Archive for August 1st, 2006

Perfume Review: Orris Noir by Ormonde Jayne

Orris Noir is the newest addition to the Ormonde Jayne line, created by its owner Linda Pilkington. Ormonde Jayne is a small niche perfumery located in London’s West End. I had an opportunity to visit the shop almost two years ago, and had a nice little chat with Linda who’s an absolute delight. I’m fascinated by her creations, Tolu and Ormonde being amongst my most favored ones but since the news spread about her latest one with such an intoxicating name, I was sure I was destined to love it. And love it I do.

While I adore the name, nothing about the scent strikes me as particularly black. When I see “noir” in a perfume name, I immediately envision some sort of a dark quality the perfume possesses - whether it’s the darkness of patchouli/oakmoss, incense or dry, heavy spices. I’m not sure what exactly is behind the name here but I’ll certainly try to find out (see above post). Orris Noir starts out with a very aromatic, almost minty smell. The pink pepper note that seems to permeate the scent throughout is very similar to that in Ta’if. Cardamom and coriander sort of tame the initial aromatic effect revealing an almost chypre-like accord which I’m interpreting as the iris and jasmine pairing. The iris here is quite ingenious. It’s unlike any other iris I’ve smelled, certainly not related to the iris in Hermes Hiris or Serge Lutens Iris Silver Mist. It’s a dry, spicy iris if that makes sense. While in top notes the scent produces more of a bright and verdant effect, the middle stage is a parade of spices and resins. This is also my favorite part, I think, as I’m particularly fascinated by how soft the spices/resins are - nothing too sharp or heavy.
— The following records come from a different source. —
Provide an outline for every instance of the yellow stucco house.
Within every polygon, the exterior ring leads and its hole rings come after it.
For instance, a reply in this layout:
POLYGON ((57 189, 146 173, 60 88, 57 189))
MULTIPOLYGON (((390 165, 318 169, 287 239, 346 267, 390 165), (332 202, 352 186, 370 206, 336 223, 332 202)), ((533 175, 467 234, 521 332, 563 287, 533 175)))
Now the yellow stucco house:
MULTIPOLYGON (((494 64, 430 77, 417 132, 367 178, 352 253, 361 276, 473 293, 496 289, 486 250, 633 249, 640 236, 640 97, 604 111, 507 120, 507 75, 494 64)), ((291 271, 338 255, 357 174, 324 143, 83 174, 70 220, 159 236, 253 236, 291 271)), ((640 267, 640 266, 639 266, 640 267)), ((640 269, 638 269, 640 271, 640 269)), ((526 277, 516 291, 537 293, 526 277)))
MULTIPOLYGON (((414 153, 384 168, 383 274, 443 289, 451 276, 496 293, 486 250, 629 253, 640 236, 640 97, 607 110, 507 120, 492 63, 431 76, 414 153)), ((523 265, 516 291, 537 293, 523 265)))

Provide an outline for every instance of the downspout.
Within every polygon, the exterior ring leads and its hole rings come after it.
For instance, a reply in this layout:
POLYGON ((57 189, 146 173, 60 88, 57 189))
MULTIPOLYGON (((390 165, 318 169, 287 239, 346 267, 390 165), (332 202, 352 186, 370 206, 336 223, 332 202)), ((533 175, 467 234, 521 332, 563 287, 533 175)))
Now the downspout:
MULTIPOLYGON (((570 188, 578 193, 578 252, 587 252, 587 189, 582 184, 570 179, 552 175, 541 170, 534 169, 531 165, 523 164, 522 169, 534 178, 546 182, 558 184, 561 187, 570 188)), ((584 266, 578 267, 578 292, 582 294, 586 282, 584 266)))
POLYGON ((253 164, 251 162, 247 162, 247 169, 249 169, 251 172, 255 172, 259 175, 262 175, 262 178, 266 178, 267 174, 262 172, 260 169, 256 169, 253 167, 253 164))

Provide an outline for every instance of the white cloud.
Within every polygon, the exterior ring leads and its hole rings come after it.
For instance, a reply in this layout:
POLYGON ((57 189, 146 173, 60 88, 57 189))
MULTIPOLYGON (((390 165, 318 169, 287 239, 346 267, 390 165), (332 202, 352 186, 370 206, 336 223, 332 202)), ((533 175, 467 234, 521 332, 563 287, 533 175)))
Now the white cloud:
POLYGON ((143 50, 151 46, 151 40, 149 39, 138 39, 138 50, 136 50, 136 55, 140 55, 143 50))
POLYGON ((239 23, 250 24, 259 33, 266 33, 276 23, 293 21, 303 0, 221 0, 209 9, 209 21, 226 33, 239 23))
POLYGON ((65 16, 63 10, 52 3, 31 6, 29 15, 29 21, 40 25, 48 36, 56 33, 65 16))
There’s something just a little Tolu-like in this stage, and I cannot figure out what exactly it is. I’m also getting just a touch of sweetness of myrrh on a very gentle woody base. Another scent it reminds me of purely in effect is Rosine Poussiere de Rose. Overall, it’s a complex yet very wearable spicy floral that will undoubtedly become very popular in no time.

Orris Noir is classified as a spicy oriental and features the notes of davana (aromatic Indian herb), pink pepper, cardamom, iris, sambac (Indian jasmine), coriander seed, bergamot, pimento, bay cinnamon, incense, myrrh, patchouli, Chinese cedar, saffron, civet, Gaiac wood.

The scent can be purchased directly from the Ormonde Jayne online shop. To my knowledge, the parfum version is available for sale now, and the eau de parfum concentration will be available in September.